La música del grupo absorbe las más diversas influencias (punk, jangle pop, garage, post punk), pero no es para nada un pastiche, sino que confluye en un estilo único y personal. Lo que no impide que en su música sea posible escudriñar la influencia de artistas como The Fall, The Clash, los Blur más punkarras (los de Song 2), Mujeres, Franz Ferdinand, Yeah Yeah Yeahs, los Nastys o la rama gallega que forman Siniestro Total o Novedades Carminha, eso sí, en sus primeras encarnaciones. Y si dieran un paso más adelante, podrían llegar hasta Sleaford Mods.

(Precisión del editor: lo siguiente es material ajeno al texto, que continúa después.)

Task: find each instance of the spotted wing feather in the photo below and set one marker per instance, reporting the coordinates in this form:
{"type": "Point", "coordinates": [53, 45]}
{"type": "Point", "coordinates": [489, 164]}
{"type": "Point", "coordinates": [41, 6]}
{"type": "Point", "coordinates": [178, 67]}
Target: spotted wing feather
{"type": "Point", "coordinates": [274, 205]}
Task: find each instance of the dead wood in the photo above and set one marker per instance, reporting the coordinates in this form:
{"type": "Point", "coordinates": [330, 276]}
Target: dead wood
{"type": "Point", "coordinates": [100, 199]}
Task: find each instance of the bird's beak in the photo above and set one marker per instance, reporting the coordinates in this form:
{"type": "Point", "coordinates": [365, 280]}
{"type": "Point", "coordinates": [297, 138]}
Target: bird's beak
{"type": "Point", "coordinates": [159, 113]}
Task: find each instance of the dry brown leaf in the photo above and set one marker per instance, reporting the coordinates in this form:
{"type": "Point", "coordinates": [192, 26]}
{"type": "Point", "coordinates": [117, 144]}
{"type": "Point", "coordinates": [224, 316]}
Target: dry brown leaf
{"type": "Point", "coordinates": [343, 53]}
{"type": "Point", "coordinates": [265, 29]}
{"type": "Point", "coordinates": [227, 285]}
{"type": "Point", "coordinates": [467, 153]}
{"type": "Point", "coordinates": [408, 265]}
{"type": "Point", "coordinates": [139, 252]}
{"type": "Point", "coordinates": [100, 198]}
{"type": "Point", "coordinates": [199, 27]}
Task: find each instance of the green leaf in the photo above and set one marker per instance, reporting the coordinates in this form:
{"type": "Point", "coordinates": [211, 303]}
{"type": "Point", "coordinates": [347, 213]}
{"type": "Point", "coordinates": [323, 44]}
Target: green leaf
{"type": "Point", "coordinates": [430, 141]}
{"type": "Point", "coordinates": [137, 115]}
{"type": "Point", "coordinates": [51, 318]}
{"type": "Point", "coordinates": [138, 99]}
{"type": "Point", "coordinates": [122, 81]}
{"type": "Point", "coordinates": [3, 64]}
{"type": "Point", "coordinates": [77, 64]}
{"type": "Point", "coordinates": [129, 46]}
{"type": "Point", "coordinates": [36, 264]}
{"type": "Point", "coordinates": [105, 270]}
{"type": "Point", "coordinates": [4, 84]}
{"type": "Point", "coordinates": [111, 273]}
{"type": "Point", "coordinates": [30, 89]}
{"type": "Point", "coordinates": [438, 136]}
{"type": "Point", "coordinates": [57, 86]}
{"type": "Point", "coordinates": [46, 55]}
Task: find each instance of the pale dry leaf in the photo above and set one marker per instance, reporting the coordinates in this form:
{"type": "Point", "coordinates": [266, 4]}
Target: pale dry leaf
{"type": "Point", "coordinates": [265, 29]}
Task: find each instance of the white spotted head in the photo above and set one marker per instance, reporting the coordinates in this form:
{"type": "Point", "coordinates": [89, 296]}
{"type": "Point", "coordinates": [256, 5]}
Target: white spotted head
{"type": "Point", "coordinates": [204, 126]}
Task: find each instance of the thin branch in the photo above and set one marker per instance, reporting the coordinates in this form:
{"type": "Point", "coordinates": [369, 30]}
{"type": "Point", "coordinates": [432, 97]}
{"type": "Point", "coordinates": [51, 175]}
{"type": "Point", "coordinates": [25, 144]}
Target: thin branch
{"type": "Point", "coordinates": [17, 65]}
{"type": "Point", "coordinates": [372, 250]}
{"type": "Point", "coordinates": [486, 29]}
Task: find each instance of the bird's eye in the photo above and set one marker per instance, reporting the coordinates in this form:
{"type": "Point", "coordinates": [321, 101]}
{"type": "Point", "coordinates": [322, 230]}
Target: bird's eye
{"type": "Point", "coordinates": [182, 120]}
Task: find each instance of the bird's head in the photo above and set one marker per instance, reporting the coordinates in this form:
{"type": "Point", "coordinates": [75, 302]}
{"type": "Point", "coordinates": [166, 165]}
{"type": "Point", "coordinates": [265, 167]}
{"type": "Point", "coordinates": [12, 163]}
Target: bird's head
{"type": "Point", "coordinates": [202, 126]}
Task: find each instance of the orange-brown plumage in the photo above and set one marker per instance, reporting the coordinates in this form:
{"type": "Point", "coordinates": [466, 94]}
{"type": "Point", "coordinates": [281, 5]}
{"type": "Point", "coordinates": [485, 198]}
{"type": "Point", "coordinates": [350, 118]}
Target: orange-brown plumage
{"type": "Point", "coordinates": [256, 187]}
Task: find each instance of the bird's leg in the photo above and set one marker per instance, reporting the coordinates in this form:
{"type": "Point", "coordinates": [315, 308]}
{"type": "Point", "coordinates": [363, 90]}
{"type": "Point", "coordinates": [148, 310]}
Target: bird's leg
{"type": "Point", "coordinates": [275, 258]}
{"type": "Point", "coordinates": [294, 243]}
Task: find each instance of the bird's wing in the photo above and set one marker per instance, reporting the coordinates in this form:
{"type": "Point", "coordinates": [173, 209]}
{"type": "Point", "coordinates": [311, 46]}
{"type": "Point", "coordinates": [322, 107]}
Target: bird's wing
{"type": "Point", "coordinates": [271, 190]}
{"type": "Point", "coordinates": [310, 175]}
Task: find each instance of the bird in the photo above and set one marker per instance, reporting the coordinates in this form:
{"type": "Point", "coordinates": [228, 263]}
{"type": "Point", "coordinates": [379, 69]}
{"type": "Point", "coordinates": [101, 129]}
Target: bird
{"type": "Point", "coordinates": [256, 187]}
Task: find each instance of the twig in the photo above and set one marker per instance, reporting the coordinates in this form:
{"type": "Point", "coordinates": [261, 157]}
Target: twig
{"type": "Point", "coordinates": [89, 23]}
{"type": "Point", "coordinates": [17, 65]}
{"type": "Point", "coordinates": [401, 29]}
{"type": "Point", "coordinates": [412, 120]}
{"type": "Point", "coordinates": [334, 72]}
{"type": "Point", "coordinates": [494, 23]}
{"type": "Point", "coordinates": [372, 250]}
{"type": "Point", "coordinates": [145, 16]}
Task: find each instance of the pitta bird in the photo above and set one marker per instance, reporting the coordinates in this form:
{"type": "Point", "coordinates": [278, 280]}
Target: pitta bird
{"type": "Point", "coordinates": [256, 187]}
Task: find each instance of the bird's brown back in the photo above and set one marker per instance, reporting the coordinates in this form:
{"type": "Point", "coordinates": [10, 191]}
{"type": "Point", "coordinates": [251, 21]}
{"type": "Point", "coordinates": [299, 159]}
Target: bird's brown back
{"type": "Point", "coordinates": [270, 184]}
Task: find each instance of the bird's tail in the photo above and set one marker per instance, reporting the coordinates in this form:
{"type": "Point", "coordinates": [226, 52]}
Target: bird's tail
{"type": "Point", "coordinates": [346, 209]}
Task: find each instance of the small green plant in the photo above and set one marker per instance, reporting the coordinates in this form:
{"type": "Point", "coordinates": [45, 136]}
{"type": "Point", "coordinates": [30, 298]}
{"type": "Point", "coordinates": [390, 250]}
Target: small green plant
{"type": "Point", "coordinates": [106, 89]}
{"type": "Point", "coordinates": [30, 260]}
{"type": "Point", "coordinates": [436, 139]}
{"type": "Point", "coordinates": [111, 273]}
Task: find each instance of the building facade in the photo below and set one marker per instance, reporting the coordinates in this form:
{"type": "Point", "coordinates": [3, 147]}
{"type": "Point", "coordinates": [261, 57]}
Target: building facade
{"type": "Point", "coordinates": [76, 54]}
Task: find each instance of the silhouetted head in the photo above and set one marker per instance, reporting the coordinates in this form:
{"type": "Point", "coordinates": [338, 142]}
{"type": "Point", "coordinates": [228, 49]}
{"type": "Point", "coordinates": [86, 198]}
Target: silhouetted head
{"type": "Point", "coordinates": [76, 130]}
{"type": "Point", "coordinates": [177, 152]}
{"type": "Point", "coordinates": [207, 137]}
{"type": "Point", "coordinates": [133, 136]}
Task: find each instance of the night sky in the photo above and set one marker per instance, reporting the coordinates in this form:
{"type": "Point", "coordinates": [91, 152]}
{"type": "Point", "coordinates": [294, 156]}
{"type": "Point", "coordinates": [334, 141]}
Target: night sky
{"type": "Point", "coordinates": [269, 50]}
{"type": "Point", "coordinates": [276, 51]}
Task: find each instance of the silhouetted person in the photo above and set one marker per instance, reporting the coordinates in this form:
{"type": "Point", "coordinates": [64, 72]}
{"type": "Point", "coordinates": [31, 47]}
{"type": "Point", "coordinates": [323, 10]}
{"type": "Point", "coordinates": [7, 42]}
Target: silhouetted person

Quizá por la extrema cercanía con el público, al que casi afrontaron cara a cara, el concierto del sábado en un bar La Estrella totalmente abarrotado fue quizá el mejor que se les recuerda a Camellos en Huesca. Quizá también porque andan rodándose mucho en directo en los últimos tiempos. Lo cierto es que sonaron más directos, certeros y contundentes que nunca. Interpretaron casi al completo su primer álbum, Embajadores, y enteramente su nuevo EP, Arroz con cosas, comenzando precisamente con el tema que lo abre, Muelle, con su ritmo entrecortado en la mejor tradición de Mark E. Smith y sus The Fall. A partir de allí, fueron alternando los temas de uno y otro disco, como Caja de pino, Sorpresas o Avances 1, 2, 3. Las letras de Camellos son, sin duda, uno de los principales atractivos del grupo. Sencillas, divertidas, plenas de ironía y dobles sentidos, punzantes. Perfectamente adecuadas a una música que reclama justamente eso. Solo hay que escuchar temas como Siempre saludaba, Très bien (con un cierto aire glam) o su ácida crítica al famoseo en Pantoja-ha para darse cuenta de ello.

Tras Horrorlandia, tema de su nuevo EP, y dos canciones del álbum, Internet (otro golpe a la planicie intelectual imperante) y Ejecutivo estresado, llegó quizá el momento más hilarante de la noche, cuando acometieron nada menos que una versión de Gold de Spandau Ballet, que Camellos transformó en un Gol de sátira futbolística.

La noche continuó con dos de sus mayores "pepinazos", en su propia expresión: Gilipollas (con perdón) y Becaria. En la recta final despacharon "Que sobrabas" (que también se puede leer de forma gastronómica: "queso bravas"), Telmo y Luis (una sarcástica revisión del filme Thelma y Louise con un riff que es puro Franz Ferdinand) y el tema que cierra su reciente EP, Café para muy cafeteros, que evoca un mítico anuncio televisivo. Y sí, hubo bis. Y sonaron Geografía y un tema nuevo que incluirán en su próximo álbum y que lleva el mismo título que su EP, Arroz con cosas. Un tema que esconde una de de sus perlas literarias, que desmonta una de esas verdades paternas de Perogrullo: "yo a tu edad tenía tu edad". ¡Incorregibles!